Essen: Protest gegen Gebühren für Rettungsdienst

Essen: Protest gegen Gebühren für Rettungsdienst
Essen: Protest gegen geplante Rettungsdienstgebühren
Kurzmeldung Ein Bündnis demonstrierte am Samstag in Essen gegen mögliche Gebühren für Rettungseinsätze.
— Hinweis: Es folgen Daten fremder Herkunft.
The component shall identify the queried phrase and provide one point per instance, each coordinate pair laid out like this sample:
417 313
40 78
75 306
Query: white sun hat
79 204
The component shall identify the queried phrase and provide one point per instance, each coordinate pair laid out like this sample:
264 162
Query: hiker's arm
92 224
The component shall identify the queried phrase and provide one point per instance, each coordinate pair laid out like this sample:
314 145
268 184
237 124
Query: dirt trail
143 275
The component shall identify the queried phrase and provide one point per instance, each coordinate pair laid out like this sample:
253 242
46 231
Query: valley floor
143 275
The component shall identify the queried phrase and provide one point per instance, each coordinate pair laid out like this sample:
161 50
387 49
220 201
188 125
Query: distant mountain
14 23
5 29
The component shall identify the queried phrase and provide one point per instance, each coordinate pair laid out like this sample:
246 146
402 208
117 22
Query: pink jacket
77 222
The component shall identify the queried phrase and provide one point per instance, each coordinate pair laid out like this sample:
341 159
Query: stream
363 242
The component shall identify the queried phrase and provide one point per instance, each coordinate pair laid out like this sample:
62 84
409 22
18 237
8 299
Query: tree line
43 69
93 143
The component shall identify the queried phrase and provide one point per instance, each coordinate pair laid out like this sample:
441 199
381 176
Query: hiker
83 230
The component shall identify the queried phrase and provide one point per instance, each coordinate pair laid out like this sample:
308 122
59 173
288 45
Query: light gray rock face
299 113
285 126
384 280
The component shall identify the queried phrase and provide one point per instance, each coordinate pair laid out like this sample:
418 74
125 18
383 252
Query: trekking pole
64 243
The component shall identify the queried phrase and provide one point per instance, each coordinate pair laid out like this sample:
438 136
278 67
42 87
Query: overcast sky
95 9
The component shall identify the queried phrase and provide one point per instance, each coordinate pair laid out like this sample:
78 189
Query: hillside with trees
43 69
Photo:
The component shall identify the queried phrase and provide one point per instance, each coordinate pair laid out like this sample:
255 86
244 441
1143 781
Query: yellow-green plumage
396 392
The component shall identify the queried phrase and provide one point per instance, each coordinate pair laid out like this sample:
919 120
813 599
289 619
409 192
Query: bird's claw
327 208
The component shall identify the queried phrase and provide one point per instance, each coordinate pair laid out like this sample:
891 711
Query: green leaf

Artikeltext Die geplante Einführung von Gebühren für Rettungsdienste in Essen wurde bis Ostern 2026 verschoben. Die Entscheidung folgt auf Proteste und Sorgen vor unerwarteten Rechnungen für die Bürger. Oberbürgermeister Thomas Kufen kündigte die Aussetzung an, nachdem ein Beschluss des Stadtrats im Dezember auf massive Kritik gestoßen war.
Die Kontroverse begann Mitte Dezember, als der Essener Stadtrat beschloss, dass Patienten künftig die Kosten für Rettungseinsätze selbst tragen sollen. Nach dem Vorschlag könnten pro Notfalleinsatz bis zu 267 Euro fällig werden. Der Schritt erfolgte, nachdem Streitigkeiten zwischen lokalen Behörden und Krankenkassen die Finanzierung ungelöst ließen.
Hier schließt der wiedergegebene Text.